In Mathematics, often you don’t have a neat formula for the things you want to calculate. However, you can sometimes use an algorithm to get an answer that’s as close as you want, for example finding the root of an equation by rearranging it in your calculator and then pressing the = sign a lot of times.

These algorithms usually have starting values, and picking the wrong starting value can affect how long the algorithm needs to run to get a ”good enough” answer. But what if you didn’t need to pick a starting value or an amount of time to run the algorithm, and it just gave you the exact right answer? This report examines one way to do this, called Coupling From The Past or CFTP for short.
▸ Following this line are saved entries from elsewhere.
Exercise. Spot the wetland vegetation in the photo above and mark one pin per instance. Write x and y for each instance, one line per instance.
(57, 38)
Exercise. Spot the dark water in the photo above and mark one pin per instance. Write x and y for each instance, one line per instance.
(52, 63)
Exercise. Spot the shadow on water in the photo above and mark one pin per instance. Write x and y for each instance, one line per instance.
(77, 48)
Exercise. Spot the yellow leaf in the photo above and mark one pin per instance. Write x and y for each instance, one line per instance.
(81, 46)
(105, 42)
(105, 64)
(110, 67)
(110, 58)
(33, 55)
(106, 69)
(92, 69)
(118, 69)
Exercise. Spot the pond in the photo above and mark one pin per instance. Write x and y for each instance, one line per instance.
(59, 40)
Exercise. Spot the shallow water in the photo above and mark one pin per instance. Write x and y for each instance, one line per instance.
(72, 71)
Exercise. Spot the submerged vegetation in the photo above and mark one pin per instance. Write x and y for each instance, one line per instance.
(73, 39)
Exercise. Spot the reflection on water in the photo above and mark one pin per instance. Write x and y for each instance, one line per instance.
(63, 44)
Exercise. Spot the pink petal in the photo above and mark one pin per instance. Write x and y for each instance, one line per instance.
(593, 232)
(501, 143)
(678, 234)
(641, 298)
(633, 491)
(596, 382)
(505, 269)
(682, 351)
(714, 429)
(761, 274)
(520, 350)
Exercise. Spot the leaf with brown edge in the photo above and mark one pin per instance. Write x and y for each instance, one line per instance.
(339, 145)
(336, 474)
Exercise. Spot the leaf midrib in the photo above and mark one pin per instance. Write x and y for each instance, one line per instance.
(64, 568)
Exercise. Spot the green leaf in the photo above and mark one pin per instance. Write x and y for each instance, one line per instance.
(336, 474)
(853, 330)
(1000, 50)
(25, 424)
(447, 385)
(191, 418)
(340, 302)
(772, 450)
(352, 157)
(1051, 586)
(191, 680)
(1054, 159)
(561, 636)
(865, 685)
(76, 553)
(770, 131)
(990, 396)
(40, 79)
Instead of running our algorithm into the future (where no matter how long we run it we’ll always be a tiny bit away from the true answer), CFTP asks us to pretend that our algorithm has been running for an infinite time in the past up until now. It then finds out where we would be if that was the case. Since the algorithm has been running for an infinitely long time, it turns out we must be exactly at the right answer. CFTP works by considering every single possible starting value, and then tries to make them ”couple up” to end up at the same place as quickly as possible by fiddling about with the random numbers the algorithm uses. Then it doesn’t matter where the algorithm started from infinitely far in the past, because all the roads lead here! Coupling From The Past makes every starting value end up at the same place. Source for image: https://arxiv.org/abs/math/9912225

CFTP is quite a tricky method. It only works for some algorithms and needs to have random numbers, and running something ”from the past” is a lot harder to get your head around than running it the normal way. In particular, you need to be very careful where you’re getting those random numbers from, or the end answer won’t be right.

Luckily, we can tell the computer to give us the same random numbers we asked it for a while ago by setting a random ”seed”. Without this, CFTP wouldn’t be possible.